In the wake of the explosion I was given the choice of siding with the industrialists and urging for nothing to get in the way of productivity, safety be damned, or of siding with the trade unions and backing their demands for better working conditions. I still don’t know if it was a scripted event timed to trigger once I opted to support the trade unionists. Or if it was pure coincidence. Either way, it kickstarted a decades-long sequence of political manoeuvrings to deliver my vision of a socialist utopia in Sweden–or at least a society where people aren’t arrested for dissent, everyone can vote, and women aren’t property–and install a trade unionist government.
It hasn’t been simple. Indeed, I’m still pursuing the dream. People want things, you see, and in Victoria 3 it’s your job to find ways of delivering those things to them. They want particular goods and services, and you have to work out how you can procure the raw materials–through working your lands or importing from others–to make them. Or perhaps it’s better if you import the finished goods while you manufacture other items at home, exporting the surplus to generate the revenue to invest in other areas. And these decisions each have to be balanced against the desires of your people, who move in and out of various social classes and professions as you meet or fail their demands, growing or shrinking your workforce in dozens of different ways.
Massaging all these systems to produce my desired outcome, where my political goals align most with a certain interest group whose support comes from specific sectors of the population whose needs must be met to propel their favoured party into power, often feels like you’re chasing down endless rabbit holes. It’s a heaving mass of parts where there are no simple solutions to any one problem. Everything is connected to everything else via chains of not always readily discernible cause and effect. Tinker with one setting and you’re bound to upset something somewhere, and probably not realise you’ve done it until years later.
If it sounds confusing and daunting and exhausting then that’s because it is, and because that’s the way it’s intended to be. Victoria 3 is not a game to be approached lightly. It’s a simulation in a very real sense, rather than a traditional strategy game with win conditions and clear paths to victory. You have to fully commit to get the most out of it and that means finding your own ways to invest yourself in and derive meaning from its otherwise cold, uncaring simulation.
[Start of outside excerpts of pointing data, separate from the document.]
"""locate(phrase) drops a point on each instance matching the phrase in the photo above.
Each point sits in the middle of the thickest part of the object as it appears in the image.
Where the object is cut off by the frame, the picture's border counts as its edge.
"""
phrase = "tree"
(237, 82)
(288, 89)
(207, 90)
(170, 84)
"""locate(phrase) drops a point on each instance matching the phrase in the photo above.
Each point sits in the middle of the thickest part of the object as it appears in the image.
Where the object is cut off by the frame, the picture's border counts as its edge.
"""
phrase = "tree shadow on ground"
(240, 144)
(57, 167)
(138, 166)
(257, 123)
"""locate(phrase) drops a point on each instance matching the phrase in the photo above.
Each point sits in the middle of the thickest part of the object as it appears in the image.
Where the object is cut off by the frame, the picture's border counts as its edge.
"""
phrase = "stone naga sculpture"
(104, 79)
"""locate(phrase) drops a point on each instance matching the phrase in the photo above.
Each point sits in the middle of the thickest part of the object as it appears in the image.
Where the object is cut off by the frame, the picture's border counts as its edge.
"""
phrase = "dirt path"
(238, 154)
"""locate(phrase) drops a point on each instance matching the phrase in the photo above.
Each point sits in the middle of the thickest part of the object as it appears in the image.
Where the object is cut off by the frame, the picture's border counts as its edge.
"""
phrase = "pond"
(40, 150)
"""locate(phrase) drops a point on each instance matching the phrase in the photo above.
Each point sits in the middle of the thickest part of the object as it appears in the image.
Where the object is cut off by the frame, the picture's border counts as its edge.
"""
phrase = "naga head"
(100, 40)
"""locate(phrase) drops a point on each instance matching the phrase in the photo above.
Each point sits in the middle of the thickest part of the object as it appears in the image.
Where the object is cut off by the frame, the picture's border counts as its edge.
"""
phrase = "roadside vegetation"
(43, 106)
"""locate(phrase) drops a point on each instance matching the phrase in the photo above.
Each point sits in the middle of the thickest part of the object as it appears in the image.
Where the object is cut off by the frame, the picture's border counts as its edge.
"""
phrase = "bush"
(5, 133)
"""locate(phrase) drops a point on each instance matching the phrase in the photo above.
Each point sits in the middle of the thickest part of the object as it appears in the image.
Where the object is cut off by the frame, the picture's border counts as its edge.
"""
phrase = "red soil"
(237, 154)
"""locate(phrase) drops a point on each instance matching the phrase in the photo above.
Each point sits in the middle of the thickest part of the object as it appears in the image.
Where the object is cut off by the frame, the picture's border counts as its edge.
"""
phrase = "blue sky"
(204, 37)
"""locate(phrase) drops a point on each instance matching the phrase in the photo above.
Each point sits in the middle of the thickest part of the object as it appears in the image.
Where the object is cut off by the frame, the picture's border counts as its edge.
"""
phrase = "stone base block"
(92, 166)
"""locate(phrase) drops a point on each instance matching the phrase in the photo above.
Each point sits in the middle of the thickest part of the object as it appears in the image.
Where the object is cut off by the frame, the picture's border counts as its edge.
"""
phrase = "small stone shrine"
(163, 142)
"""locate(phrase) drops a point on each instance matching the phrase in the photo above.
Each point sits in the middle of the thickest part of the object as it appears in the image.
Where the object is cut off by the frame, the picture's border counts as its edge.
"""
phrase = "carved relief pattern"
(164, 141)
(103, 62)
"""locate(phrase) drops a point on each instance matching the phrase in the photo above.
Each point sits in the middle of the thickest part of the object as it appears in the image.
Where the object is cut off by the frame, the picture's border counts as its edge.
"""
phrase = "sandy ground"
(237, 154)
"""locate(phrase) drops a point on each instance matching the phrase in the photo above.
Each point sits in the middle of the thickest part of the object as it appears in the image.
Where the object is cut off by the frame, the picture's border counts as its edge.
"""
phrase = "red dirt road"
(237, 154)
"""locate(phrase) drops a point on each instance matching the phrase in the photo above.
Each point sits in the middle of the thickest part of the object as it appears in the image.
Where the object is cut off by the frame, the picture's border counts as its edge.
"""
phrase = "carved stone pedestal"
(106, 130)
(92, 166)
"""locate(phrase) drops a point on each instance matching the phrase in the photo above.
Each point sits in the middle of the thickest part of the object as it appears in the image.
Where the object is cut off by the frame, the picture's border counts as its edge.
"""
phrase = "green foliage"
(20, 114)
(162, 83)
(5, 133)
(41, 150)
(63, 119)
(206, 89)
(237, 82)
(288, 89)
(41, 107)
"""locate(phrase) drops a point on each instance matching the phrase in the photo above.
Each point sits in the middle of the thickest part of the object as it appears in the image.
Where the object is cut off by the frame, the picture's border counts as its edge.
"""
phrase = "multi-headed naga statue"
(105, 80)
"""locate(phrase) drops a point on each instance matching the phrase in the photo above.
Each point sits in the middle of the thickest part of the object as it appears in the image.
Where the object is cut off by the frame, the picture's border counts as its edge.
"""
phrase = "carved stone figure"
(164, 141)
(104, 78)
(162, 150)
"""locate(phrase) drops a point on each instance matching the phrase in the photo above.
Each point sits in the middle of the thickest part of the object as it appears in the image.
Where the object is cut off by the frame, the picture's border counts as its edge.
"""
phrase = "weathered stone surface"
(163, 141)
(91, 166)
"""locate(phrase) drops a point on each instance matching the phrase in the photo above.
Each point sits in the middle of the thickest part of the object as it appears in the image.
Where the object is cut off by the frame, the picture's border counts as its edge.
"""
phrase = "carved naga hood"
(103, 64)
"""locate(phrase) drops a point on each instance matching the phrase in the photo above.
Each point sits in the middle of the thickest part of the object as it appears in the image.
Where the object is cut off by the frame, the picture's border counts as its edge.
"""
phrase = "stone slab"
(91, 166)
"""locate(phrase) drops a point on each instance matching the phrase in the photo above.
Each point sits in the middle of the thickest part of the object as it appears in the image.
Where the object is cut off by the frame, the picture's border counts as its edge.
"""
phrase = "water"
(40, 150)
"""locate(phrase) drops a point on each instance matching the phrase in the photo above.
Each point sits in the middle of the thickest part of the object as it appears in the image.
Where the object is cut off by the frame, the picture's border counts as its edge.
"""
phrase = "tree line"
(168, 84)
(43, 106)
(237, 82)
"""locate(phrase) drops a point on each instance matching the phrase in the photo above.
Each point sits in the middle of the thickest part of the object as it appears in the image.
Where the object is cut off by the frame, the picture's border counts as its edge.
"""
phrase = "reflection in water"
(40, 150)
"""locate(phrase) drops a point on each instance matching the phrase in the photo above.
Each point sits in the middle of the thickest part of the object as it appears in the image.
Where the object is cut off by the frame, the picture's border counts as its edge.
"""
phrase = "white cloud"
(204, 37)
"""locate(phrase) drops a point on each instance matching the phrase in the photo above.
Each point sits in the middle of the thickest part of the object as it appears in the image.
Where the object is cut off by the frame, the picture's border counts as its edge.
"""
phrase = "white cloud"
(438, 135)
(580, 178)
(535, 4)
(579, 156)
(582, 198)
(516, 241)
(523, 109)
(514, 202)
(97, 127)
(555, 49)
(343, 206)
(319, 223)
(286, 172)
You might even have to get a little bit lucky and have a boiler blow up at a serendipitous moment. Hey, a revolution’s gotta start somewhere, right?
VICTORIA 3 VERDICT
Victoria 3 is a political and economic simulation of unparalleled depth, complexity and indifference to you. Stumble upon a narrative hook and it can reel you in, even if it struggles to maintain a human connection
TOP GAME MOMENT
Passing into law a public health system in Sweden. If the prospect of implementing real policy change doesn’t excite you then Victoria 3 is not the game for you.
Deep economic simulation
Buttressed by detailed political intrigue
A polite, non-intrusive but educational tutorial system
Capable of a limitless stream of emergent storytelling
But you have to work hard for it
And sometimes you can feel like you're just going through the motions.